If you are looking for a quick and easy recipe for the summer months – don’t look any further. This is my favorite quiche recipe (created by myself by trial-and-error) that can be prepped ahead of time and cooked later. Even better, it’s great for leftovers. As a mother of four children, I intentionally cook my dinners to last for more than one meal. Make this quiche for dinner and serve it warm for breakfast the next morning.

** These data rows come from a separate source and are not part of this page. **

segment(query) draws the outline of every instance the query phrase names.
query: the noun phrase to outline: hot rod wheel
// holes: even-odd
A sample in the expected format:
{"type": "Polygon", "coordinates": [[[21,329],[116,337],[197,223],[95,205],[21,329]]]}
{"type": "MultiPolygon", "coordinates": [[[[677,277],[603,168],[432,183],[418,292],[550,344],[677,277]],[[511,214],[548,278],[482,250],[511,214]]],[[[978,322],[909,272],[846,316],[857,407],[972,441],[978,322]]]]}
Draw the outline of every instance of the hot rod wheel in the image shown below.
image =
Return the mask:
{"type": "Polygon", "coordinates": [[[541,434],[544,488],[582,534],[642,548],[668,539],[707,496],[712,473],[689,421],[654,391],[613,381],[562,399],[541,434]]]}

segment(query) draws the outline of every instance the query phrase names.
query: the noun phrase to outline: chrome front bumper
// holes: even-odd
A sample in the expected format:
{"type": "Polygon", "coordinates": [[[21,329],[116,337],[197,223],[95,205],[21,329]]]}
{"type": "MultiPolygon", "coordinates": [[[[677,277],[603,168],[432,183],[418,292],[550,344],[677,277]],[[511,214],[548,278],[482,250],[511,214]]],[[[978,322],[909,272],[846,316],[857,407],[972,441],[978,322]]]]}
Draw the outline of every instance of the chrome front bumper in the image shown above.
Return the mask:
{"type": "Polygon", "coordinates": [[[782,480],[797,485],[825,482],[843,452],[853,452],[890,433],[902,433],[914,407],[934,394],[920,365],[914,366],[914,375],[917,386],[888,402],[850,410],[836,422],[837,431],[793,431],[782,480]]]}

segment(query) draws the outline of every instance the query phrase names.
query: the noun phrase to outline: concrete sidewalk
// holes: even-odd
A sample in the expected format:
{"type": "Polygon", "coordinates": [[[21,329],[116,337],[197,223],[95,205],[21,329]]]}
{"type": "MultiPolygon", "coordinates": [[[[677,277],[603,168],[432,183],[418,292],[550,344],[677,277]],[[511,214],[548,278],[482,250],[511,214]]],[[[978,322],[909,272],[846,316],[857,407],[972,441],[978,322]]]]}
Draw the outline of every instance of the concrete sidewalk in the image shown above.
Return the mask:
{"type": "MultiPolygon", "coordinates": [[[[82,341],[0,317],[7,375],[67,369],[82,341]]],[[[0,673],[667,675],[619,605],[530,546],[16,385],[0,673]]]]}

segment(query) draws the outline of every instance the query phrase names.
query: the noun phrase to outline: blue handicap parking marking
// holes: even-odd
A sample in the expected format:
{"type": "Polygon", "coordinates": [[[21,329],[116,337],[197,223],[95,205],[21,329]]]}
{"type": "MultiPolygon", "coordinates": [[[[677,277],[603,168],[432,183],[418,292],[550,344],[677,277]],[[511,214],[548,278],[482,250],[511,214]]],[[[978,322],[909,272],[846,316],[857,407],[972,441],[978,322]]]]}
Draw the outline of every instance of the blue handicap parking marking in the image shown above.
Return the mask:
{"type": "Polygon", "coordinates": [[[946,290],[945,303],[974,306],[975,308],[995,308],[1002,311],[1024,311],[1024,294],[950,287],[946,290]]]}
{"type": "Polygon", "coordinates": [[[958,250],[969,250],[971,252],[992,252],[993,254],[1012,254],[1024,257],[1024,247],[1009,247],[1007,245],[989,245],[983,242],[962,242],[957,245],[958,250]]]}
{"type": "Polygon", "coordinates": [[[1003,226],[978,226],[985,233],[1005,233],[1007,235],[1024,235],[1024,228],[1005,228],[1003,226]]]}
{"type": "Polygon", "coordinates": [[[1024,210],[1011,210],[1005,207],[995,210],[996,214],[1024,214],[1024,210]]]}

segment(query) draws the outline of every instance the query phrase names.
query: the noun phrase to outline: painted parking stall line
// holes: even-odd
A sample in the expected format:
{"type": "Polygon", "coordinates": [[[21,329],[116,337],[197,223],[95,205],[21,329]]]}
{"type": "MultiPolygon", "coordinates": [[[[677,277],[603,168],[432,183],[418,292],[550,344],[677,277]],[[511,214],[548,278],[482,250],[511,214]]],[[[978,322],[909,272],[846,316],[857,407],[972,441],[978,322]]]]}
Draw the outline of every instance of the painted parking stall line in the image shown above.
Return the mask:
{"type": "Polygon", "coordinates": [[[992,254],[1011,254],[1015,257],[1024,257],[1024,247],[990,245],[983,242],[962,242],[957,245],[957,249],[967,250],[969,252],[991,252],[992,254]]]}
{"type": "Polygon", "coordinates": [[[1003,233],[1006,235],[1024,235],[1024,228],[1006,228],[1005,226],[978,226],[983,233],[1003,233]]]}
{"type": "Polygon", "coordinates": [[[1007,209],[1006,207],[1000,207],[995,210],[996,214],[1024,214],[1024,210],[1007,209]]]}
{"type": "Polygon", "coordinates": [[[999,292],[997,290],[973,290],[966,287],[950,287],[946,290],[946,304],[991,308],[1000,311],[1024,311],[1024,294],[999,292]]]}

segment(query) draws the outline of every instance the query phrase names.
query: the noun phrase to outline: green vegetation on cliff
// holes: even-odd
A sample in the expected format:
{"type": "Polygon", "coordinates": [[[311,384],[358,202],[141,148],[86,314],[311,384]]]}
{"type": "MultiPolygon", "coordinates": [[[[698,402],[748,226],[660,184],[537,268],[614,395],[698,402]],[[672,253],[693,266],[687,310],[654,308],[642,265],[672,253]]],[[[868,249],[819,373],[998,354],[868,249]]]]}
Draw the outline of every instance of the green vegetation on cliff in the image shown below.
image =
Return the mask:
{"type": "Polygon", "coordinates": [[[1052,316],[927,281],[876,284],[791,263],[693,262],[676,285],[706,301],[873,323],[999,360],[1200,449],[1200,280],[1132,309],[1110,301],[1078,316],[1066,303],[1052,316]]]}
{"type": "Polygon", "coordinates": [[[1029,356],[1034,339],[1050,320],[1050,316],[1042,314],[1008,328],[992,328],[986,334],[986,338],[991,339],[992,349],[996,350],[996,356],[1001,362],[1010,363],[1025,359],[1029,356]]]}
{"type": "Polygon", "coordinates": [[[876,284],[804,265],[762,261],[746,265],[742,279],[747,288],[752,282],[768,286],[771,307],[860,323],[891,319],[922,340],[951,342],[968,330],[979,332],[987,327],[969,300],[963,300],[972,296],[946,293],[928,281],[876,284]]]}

Basil & Tomato Quiche Recipe
1 c. of fresh mozzarella cheese, cut into cubes
1/4 c. of provolone cheese, cut into cubes
4 medium tomatoes, sliced into thin wedges
1-2 c. of fresh basil
1 small onion, chopped
3 garlic cloves, chopped
1/2 c. of parmesan cheese
1/4 c. mayo
1/4 c. cream cheese
Salt and pepper per taste preference
9″ pie crust (made from scratch or purchased from the grocery store)
Pre-bake 9″ pie crust per directions on box, or for homemade crust, usually 10-15 minutes at 350 degrees.

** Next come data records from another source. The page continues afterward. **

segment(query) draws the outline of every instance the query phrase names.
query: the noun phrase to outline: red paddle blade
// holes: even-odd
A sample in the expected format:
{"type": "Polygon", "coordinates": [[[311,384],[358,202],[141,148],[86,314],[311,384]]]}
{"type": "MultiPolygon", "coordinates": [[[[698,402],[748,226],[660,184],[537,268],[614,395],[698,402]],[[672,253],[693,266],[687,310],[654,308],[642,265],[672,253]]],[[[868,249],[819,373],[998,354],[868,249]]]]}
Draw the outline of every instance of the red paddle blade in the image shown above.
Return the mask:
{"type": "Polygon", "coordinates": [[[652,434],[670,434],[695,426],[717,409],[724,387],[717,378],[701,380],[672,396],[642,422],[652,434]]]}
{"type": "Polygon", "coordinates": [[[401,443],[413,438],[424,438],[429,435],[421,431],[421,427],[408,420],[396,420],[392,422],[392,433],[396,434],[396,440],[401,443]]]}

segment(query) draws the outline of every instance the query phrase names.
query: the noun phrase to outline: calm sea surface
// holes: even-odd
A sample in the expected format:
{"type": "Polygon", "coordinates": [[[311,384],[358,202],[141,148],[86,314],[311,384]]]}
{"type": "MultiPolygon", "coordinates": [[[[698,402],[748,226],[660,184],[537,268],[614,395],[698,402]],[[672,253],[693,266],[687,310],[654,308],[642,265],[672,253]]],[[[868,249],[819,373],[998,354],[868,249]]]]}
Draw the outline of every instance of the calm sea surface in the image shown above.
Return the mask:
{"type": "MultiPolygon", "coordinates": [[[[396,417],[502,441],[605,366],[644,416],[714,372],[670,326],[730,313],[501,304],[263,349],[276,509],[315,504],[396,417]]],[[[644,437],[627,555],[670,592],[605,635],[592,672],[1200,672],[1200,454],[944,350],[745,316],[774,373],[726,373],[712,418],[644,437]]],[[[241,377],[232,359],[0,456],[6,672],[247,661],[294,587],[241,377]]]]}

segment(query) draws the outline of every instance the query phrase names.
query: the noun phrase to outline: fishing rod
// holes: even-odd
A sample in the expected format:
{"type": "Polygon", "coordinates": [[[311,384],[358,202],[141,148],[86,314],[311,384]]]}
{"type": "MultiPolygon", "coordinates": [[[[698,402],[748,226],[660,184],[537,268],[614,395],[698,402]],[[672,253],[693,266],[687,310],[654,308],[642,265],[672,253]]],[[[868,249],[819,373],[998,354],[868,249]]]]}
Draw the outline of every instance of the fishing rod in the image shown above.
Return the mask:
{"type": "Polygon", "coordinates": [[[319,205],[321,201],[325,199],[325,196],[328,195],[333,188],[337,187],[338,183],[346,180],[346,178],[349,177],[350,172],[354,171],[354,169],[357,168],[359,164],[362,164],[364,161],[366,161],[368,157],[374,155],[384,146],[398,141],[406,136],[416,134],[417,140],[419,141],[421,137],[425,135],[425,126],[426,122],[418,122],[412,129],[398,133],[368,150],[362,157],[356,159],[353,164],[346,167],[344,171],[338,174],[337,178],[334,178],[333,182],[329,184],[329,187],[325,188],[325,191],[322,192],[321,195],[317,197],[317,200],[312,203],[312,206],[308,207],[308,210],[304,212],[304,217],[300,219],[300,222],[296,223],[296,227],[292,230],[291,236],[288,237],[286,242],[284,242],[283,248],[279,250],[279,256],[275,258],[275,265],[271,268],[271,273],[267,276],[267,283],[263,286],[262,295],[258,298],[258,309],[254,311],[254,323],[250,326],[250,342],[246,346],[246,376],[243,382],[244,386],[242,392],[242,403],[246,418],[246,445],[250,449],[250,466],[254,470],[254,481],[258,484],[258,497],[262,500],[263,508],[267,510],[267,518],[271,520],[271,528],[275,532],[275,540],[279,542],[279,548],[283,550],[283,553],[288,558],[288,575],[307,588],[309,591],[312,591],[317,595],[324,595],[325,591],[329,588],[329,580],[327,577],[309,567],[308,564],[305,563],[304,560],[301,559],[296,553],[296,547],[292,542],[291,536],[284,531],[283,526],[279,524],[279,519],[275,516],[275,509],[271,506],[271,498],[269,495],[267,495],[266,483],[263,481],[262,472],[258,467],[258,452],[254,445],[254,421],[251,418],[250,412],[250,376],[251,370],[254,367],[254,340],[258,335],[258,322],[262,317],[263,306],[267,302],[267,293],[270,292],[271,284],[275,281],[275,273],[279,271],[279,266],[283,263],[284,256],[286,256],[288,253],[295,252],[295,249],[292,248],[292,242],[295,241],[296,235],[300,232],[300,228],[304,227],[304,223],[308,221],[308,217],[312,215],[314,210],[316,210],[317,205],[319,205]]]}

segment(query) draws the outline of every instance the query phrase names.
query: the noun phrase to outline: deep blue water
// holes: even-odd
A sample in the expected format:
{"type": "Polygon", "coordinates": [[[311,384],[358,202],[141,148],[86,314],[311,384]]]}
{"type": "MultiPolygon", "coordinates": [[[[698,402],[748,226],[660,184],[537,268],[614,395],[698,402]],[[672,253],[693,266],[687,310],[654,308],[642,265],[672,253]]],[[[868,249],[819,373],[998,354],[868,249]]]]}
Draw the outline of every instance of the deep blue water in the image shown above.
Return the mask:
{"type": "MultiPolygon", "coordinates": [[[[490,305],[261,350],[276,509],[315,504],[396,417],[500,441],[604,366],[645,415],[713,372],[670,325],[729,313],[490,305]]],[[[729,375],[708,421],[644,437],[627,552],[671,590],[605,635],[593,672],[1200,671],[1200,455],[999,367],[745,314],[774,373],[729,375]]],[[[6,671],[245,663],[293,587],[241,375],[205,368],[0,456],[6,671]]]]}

After removing the pre-baked crust from oven, layer the crust with 1/2 c. of the mozzarella cheese and 1/4 c. of the parmesan cheese. Lay the sliced tomatoes evenly on the cheese.

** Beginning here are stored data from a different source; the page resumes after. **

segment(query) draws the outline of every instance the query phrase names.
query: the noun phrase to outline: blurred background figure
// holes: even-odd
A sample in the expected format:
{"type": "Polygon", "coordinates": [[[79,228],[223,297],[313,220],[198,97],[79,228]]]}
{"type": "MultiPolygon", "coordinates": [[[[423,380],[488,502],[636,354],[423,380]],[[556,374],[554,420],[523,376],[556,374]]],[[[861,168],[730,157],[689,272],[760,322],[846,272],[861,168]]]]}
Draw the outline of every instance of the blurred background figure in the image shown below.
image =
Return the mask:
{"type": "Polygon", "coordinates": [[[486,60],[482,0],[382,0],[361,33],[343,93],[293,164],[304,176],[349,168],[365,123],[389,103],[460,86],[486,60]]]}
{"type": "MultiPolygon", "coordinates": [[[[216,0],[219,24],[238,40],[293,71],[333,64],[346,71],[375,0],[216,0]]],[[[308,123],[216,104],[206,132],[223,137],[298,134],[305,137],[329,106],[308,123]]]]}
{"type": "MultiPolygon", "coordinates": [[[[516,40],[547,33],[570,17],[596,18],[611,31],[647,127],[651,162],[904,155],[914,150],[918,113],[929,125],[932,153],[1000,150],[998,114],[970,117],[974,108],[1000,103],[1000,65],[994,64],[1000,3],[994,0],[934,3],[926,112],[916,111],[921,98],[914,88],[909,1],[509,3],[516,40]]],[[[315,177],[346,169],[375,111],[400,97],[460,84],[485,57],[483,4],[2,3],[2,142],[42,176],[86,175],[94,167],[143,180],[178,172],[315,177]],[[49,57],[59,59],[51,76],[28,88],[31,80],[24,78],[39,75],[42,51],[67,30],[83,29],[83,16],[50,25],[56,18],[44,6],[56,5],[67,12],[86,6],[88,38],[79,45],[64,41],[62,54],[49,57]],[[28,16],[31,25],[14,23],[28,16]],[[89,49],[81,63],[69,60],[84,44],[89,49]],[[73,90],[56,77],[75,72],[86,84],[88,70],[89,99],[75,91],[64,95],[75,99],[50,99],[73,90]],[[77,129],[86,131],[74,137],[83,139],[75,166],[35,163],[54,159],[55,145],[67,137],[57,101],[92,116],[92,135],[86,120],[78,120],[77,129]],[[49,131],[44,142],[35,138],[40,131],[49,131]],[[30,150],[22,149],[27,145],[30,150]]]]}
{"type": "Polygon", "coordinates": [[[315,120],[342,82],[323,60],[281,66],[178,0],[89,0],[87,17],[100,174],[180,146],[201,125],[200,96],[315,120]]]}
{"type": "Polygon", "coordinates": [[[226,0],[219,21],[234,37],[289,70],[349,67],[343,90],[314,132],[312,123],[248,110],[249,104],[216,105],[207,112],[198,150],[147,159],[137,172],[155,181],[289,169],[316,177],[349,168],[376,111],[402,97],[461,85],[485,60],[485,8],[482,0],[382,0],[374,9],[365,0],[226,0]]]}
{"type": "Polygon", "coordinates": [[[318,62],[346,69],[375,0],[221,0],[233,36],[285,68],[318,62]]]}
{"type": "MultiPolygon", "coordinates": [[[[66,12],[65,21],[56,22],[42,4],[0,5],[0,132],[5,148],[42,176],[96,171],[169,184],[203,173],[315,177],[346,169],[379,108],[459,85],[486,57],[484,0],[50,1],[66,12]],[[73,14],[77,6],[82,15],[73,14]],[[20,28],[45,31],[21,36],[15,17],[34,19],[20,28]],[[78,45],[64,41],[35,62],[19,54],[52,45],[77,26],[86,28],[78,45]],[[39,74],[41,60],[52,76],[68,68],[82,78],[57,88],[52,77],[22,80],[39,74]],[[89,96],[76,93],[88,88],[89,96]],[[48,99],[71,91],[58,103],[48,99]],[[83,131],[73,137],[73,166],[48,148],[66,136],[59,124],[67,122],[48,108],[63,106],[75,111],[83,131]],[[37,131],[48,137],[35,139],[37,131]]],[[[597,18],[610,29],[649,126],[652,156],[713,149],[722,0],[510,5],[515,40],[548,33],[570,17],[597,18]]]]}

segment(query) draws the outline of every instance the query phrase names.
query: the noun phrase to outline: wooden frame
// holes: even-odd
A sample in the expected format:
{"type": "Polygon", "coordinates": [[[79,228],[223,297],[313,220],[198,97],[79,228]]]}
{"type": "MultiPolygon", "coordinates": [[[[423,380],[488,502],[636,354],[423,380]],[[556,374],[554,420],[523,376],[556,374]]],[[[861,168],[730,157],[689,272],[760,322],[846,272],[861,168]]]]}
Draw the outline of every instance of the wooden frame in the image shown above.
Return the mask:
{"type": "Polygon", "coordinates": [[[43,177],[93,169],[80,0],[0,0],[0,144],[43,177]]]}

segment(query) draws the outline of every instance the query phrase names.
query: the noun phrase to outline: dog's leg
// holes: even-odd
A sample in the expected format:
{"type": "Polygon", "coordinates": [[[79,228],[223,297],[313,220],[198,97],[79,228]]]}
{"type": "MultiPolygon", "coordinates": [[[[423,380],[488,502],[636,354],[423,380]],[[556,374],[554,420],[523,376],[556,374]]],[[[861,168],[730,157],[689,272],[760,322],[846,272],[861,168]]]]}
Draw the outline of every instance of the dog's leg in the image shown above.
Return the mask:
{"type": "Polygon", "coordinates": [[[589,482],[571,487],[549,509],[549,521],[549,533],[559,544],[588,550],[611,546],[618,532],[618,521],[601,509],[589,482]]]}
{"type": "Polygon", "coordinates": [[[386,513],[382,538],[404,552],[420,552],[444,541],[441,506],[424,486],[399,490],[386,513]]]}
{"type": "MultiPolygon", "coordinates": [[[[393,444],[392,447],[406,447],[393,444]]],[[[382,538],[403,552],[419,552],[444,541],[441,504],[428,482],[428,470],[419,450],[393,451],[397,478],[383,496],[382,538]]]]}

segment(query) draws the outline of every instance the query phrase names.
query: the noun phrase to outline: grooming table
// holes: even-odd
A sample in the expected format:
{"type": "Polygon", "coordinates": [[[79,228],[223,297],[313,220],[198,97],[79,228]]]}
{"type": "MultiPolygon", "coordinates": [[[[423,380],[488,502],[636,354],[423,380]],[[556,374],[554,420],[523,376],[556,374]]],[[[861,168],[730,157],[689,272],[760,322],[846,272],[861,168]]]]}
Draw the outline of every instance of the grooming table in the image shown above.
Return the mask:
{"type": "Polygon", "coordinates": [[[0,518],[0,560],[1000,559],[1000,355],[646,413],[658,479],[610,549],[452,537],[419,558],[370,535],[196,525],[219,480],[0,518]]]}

Combine the eggs, mayo, cream cheese, 1/2 c. of mozzarella cheese, 1/4 c. of provolone cheese, and 1/4 c. of parmesan cheese in a mixing bowl.
In a blender or food processor combine the garlic, onion, basil, salt, and pepper. Add this to the creamy cheese mixture.
Spread the combined mixtures evenly over the sliced tomatoes.
Bake the quiche at 375 degrees for about 30-35 minutes or until the top layer of is golden brown.